As the official narrative of “transformation” has run aground, the Plan has increasingly been seen, though it is not often said aloud, as a debacle. The primary critique goes to the failure to build adequate replacement housing. There is also another set of harms, less often mentioned, that I want to address today: the assault on the identities of those for whom these doomed placed were home, on the forms of meaning and beauty they created there, and on the historical continuities woven over generations into place.
Imagine having the known world, the world by which you know yourself, obliterated virtually overnight. And then imagine being told that this trauma was being inflicted for your own good.
That perverse logic was essential to the Plan. After many decades of abandonment by the City in its role as landlord, the City in the guise of reformer declared monolithic systems failure. High-rise public housing was, simply, a bad idea. It was a failed “project.” The logic of “transformation” was: “Anything is better than this.” Not only did this sleight of hand allow the City to elide accountability for the conditions in public housing, it gave it carte blanche to pursue the logic of the blank slate: not just the demolition of structures but the erasure of place.
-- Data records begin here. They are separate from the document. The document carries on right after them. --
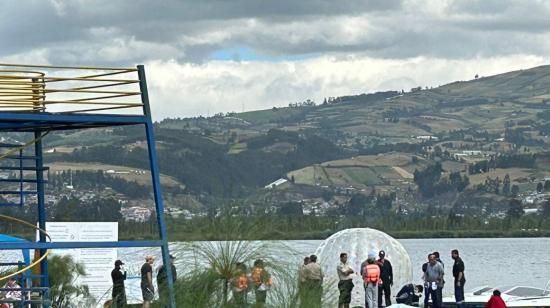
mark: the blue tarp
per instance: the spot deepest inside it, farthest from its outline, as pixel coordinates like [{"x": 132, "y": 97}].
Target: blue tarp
[{"x": 26, "y": 254}]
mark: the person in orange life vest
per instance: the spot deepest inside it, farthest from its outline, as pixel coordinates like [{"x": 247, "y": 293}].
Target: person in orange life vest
[
  {"x": 240, "y": 285},
  {"x": 262, "y": 282},
  {"x": 495, "y": 301},
  {"x": 371, "y": 279}
]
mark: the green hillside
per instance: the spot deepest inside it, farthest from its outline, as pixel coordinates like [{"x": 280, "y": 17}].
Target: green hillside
[{"x": 357, "y": 144}]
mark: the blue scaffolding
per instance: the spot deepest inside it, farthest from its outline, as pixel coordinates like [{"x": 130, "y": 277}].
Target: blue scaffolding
[{"x": 34, "y": 102}]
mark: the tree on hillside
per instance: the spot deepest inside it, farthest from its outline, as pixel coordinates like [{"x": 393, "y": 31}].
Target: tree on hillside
[
  {"x": 514, "y": 190},
  {"x": 506, "y": 185},
  {"x": 546, "y": 208},
  {"x": 515, "y": 209},
  {"x": 357, "y": 205}
]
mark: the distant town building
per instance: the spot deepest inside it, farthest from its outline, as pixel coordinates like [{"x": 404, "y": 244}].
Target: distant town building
[{"x": 276, "y": 183}]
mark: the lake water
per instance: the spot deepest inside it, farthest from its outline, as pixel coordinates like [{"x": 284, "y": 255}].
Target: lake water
[
  {"x": 488, "y": 261},
  {"x": 495, "y": 262}
]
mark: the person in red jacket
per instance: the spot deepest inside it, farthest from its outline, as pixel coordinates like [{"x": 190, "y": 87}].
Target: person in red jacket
[{"x": 495, "y": 301}]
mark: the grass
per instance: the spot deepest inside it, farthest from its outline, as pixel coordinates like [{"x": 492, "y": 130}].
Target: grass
[
  {"x": 144, "y": 177},
  {"x": 360, "y": 171}
]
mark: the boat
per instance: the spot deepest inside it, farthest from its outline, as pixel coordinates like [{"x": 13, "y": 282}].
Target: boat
[{"x": 513, "y": 296}]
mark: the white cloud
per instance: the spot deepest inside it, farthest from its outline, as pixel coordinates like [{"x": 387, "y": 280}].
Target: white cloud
[{"x": 182, "y": 90}]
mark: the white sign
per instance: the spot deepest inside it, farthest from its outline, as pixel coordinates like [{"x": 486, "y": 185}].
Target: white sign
[{"x": 98, "y": 262}]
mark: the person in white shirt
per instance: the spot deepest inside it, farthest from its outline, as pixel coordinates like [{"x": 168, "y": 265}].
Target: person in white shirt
[{"x": 345, "y": 285}]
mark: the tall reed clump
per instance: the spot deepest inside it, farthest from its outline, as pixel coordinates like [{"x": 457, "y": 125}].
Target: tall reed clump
[{"x": 213, "y": 265}]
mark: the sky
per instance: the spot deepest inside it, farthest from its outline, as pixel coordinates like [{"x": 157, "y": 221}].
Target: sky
[{"x": 208, "y": 56}]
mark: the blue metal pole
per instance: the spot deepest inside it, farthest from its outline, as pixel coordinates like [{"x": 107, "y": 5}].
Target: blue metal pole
[
  {"x": 155, "y": 175},
  {"x": 41, "y": 208}
]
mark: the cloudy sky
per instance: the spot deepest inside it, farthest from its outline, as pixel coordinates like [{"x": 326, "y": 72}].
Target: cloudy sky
[{"x": 209, "y": 56}]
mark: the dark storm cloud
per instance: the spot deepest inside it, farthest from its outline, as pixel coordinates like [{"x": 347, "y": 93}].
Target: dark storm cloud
[{"x": 133, "y": 31}]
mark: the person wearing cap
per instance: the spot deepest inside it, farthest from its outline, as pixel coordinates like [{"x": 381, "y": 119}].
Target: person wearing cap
[
  {"x": 162, "y": 280},
  {"x": 371, "y": 280},
  {"x": 119, "y": 291},
  {"x": 147, "y": 288},
  {"x": 345, "y": 283},
  {"x": 459, "y": 278},
  {"x": 433, "y": 278},
  {"x": 314, "y": 284},
  {"x": 386, "y": 275},
  {"x": 442, "y": 284}
]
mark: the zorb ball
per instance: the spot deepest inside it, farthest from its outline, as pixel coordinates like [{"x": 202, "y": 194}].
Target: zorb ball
[{"x": 358, "y": 243}]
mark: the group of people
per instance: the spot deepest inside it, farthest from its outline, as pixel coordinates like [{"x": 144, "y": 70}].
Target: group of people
[
  {"x": 119, "y": 275},
  {"x": 258, "y": 279},
  {"x": 377, "y": 276}
]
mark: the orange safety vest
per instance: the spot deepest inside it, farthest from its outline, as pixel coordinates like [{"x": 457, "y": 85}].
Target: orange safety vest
[
  {"x": 243, "y": 281},
  {"x": 372, "y": 274},
  {"x": 257, "y": 277}
]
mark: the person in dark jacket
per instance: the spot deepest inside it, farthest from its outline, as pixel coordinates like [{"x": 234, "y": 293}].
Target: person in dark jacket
[
  {"x": 440, "y": 286},
  {"x": 386, "y": 275},
  {"x": 459, "y": 278},
  {"x": 119, "y": 291},
  {"x": 409, "y": 295},
  {"x": 162, "y": 281}
]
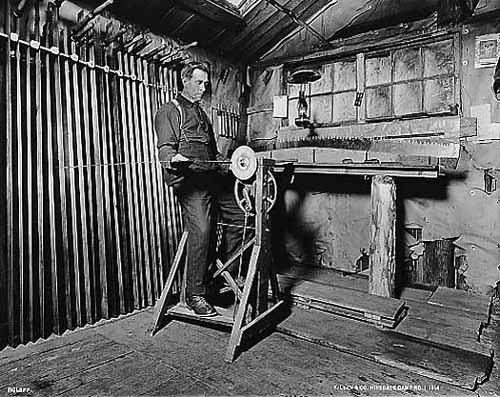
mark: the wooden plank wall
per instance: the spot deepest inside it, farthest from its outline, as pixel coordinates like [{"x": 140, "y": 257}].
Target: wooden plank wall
[{"x": 88, "y": 228}]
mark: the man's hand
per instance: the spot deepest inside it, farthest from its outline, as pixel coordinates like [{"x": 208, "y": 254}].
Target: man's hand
[{"x": 179, "y": 160}]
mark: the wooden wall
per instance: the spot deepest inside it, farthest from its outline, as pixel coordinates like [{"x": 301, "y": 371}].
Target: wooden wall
[{"x": 328, "y": 218}]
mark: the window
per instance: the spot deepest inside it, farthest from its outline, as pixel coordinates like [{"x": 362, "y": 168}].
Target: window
[{"x": 401, "y": 82}]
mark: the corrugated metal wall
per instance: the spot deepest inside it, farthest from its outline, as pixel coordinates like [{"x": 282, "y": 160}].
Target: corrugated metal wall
[{"x": 87, "y": 228}]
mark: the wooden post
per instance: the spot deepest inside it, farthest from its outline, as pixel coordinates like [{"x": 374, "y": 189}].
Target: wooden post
[{"x": 383, "y": 236}]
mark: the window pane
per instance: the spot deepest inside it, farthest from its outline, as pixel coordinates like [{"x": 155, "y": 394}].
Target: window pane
[
  {"x": 324, "y": 84},
  {"x": 439, "y": 59},
  {"x": 378, "y": 102},
  {"x": 407, "y": 64},
  {"x": 292, "y": 111},
  {"x": 293, "y": 90},
  {"x": 321, "y": 109},
  {"x": 343, "y": 106},
  {"x": 439, "y": 95},
  {"x": 378, "y": 71},
  {"x": 407, "y": 98},
  {"x": 344, "y": 76}
]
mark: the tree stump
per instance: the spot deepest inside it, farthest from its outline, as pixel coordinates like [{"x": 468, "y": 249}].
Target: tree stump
[{"x": 383, "y": 236}]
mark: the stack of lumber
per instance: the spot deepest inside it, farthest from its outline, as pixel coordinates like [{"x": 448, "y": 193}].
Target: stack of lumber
[
  {"x": 352, "y": 303},
  {"x": 440, "y": 336}
]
It was, in a sense, the polar opposite of preservation: the designation of certain sites as bad places to be eradicated. The public discourse was framed by a symbolic equation: the high-rises represented every urban ill; hence their demolition was, by definition, progress.
It seems only fitting on a panel on the role of artists to acknowledge the power that the state exercises as a conceptual artist, giving material expression to a set of propositions about the world. To a remarkable degree, the very conditions of abandonment, dereliction, and neglect were mobilized in support not of reparations but of erasure.
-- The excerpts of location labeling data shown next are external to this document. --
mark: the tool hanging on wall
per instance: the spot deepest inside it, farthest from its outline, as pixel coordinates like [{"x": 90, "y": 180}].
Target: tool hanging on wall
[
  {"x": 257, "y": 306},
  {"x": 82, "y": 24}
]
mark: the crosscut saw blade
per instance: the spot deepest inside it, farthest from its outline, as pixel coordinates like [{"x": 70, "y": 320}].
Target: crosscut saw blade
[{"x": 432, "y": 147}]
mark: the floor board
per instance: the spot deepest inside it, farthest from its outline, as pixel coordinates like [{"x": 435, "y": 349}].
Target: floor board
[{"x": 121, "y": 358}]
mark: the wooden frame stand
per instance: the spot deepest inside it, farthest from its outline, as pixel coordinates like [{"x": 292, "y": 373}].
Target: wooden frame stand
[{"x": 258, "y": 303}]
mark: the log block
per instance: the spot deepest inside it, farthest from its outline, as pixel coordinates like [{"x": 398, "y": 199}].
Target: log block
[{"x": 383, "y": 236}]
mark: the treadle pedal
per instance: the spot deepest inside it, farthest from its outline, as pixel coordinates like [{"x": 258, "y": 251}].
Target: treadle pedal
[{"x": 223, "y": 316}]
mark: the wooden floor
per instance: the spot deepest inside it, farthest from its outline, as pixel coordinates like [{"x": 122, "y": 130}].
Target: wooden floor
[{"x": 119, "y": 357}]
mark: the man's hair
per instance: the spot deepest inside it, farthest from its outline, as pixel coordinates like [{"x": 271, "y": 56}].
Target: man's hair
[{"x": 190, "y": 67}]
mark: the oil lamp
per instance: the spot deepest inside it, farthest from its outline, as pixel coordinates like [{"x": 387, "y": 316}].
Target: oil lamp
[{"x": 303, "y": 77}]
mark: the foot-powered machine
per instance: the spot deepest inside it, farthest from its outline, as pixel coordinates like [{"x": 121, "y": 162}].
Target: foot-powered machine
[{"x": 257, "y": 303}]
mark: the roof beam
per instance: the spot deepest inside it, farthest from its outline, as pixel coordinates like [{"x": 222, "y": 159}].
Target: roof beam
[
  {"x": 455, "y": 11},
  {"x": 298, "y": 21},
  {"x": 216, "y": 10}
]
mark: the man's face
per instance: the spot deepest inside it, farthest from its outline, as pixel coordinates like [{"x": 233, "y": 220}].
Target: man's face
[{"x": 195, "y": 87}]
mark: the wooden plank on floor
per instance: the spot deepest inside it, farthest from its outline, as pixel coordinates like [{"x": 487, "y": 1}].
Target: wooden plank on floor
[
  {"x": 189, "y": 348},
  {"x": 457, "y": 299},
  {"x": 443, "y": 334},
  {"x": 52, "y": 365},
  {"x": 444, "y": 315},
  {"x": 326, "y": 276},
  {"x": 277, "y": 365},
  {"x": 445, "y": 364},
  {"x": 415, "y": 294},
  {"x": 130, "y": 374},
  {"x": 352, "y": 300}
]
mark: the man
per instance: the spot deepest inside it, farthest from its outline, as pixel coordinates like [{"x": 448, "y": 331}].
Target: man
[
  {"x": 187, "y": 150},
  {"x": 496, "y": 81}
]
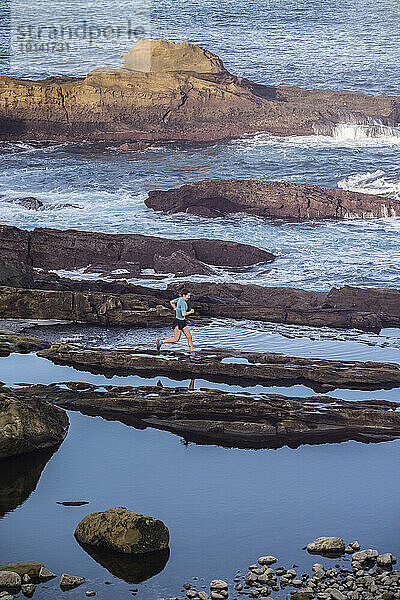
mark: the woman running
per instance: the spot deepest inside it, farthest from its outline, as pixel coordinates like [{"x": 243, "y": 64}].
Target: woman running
[{"x": 180, "y": 325}]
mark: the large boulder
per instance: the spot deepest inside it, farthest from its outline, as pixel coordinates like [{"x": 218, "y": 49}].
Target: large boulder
[
  {"x": 29, "y": 425},
  {"x": 55, "y": 249},
  {"x": 275, "y": 199},
  {"x": 327, "y": 545},
  {"x": 181, "y": 264},
  {"x": 124, "y": 531},
  {"x": 175, "y": 91}
]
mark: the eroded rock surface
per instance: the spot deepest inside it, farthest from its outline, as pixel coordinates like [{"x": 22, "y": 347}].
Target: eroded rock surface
[
  {"x": 124, "y": 531},
  {"x": 274, "y": 199},
  {"x": 231, "y": 365},
  {"x": 175, "y": 92},
  {"x": 29, "y": 424},
  {"x": 56, "y": 249},
  {"x": 230, "y": 419}
]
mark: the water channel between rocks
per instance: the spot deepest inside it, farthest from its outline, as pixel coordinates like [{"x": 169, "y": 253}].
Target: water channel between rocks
[{"x": 224, "y": 507}]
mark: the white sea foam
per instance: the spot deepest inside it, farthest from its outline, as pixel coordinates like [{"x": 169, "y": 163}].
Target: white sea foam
[{"x": 375, "y": 182}]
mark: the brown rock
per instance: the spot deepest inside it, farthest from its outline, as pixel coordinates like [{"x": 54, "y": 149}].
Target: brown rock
[
  {"x": 124, "y": 531},
  {"x": 29, "y": 425},
  {"x": 175, "y": 92},
  {"x": 226, "y": 365},
  {"x": 55, "y": 249},
  {"x": 275, "y": 199},
  {"x": 214, "y": 416},
  {"x": 181, "y": 264}
]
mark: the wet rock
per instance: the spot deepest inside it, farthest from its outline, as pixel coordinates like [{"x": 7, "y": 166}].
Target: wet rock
[
  {"x": 327, "y": 545},
  {"x": 29, "y": 425},
  {"x": 70, "y": 581},
  {"x": 365, "y": 556},
  {"x": 28, "y": 589},
  {"x": 215, "y": 416},
  {"x": 386, "y": 561},
  {"x": 16, "y": 274},
  {"x": 231, "y": 365},
  {"x": 267, "y": 560},
  {"x": 276, "y": 199},
  {"x": 58, "y": 249},
  {"x": 45, "y": 574},
  {"x": 174, "y": 91},
  {"x": 29, "y": 202},
  {"x": 181, "y": 264},
  {"x": 23, "y": 568},
  {"x": 130, "y": 568},
  {"x": 124, "y": 531},
  {"x": 10, "y": 579}
]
Having lived through it, I have no doubt that Chicago’s approach was wrong, deeply wrong, that it was an affront to human dignity, that it violated, in the idiom of the international human rights movement, public housing residents’ “right to the city.” Yet that diagnosis does not, I think, yield the prescription that high-rise public housing in the form it had assumed in Chicago should have been preserved.
We touch here on the distinction between preservation keyed to generalizable standards of historical and/or aesthetic importance and preservation grounded in the histories and aesthetics of those who live in and, in a sense, belong to a place.
One need not embrace the magical thinking that animated the Plan for Transformation to recognize that concentrations of abandoned high-rise public housing in Chicago demanded changes. The question I want to leave you with is this: what might a more humane process of redevelopment—a process that honored residents’ identities, memories, and sense of place--look like?
I don’t claim to have a secure answer to this question, but I want to suggest that it would, at the very least, acknowledge the necessity and dignity of grief. Cities are dynamic. Altogether apart from ill-conceived social engineering misadventures such as the Plan for Transformation, change is inevitable. Even the most desirable renewal necessarily brings elements of loss. So perhaps we need to further complicate the dialectic of preservation and development by adding to the mix the articulation of strategies that allow space for and give material expression to grief as a social dynamic—a strenuous, creative, necessary process that, when it runs true, enables people to adapt to changes in their life circumstances by remixing their memories and reweaving their identities.